Mean RTs were significantly lower in the older control relative to the probable MCI-LB group (U = 157, pcor < 0.001) (Figure 2A). Healthy older controls also had higher accuracy scores than possible (U = 46, pcor < 0.001) and probable MCI-LB patients (U = 215, pcor < 0.001) (Figure 2B). Reaction time variance did not differ between healthy older controls and possible MCI-LB (pcor = 0.82), or probable MCI-LB (pcor = 0.64). Standard deviation was significantly greater in possible MCI-LB (pcor = 0.0015) and probable MCI-LB (pcor < 0.001) in comparison to healthy older controls.

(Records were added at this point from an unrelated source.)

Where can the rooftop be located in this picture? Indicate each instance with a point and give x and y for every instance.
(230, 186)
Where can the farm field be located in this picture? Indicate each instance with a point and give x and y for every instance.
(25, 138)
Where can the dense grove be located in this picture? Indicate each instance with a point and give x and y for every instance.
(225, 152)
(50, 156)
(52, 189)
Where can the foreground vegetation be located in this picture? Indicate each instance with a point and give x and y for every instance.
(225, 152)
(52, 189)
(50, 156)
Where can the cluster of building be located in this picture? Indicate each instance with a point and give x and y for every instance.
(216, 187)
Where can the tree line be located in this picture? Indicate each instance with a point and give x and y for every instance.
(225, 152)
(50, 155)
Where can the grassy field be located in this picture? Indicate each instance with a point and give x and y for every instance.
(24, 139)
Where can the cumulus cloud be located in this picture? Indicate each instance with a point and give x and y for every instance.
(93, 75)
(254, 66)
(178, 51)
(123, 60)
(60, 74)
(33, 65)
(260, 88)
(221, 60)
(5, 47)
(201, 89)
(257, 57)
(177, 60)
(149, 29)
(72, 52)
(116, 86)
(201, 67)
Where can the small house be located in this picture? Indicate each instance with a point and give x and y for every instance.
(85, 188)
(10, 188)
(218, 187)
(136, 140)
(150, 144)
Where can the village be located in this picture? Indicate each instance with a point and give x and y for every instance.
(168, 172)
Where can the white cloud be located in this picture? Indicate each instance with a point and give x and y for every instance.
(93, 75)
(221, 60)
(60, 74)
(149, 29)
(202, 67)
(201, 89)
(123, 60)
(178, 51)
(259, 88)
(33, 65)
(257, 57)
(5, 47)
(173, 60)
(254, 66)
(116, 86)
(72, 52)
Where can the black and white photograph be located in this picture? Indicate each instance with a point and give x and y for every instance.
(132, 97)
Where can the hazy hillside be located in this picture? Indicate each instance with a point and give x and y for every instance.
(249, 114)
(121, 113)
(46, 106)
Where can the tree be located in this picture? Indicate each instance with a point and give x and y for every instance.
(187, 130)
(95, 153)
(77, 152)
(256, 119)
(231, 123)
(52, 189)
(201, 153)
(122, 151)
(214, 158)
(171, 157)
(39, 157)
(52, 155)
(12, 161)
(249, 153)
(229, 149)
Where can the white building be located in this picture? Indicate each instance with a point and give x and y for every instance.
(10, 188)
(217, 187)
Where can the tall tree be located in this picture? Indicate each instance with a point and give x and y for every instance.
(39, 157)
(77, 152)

3.3. Group Differences in DDM Parameters

Kruskal–Wallis H tests showed significant differences between all groups in non-decision time (χ2 (2) = 20.429, p < 0.001) and boundary separation values (χ2 (2) = 9.808, p = 0.007), but not drift rates (χ2 (2) = 0.174, p = 0.917). Post-hoc Mann–Whitney U tests revealed that older adults had significantly longer boundary separation values than younger adults (U = 415, pcor = 0.04). No significant difference in non-decision time (p = 0.11) between older and younger adults were observed.
Post-hoc Mann–Whitney U tests showed significantly lower boundary separation values in both possible MCI-LB (U = 53, pcor = 0.004), and probable MCI-LB (U = 240, pcor = 0.009) in comparison to older adults. Moreover, greater non-decision times were observed in possible MCI-LB (U = 56, pcor = 0.005), and probable MCI-LB (U = 125, pcor ≤ 0 0.001) in comparison to older adults. In addition, no significant differences in boundary separation value (pcor = 0.61) and non-decision time (pcor = 0.40) were observed between possible and probable MCI-LB. Mann–Whitney U tests also showed significant differences in variances between drift rate, non-decision time and boundary separation values between older adults, possible MCI-LB and probable MCI-LB groups (drift: U = 23.5, pcor < 0.001; non-decision: U = 444, pcor ≤ 0.001; boundary: U = 420, pcor < 0.001). Additionally, Levene’s test of variance showed significantly greater variation in non-decision time (F (2, 69) = 8.41, p < 0.001), boundary separation (F (2, 68) = 3.26, p = 0.041), and drift rate (F (2, 71) = 9.809, p < 0.001) between control participants and the probable MCI-LB group (Figure 3).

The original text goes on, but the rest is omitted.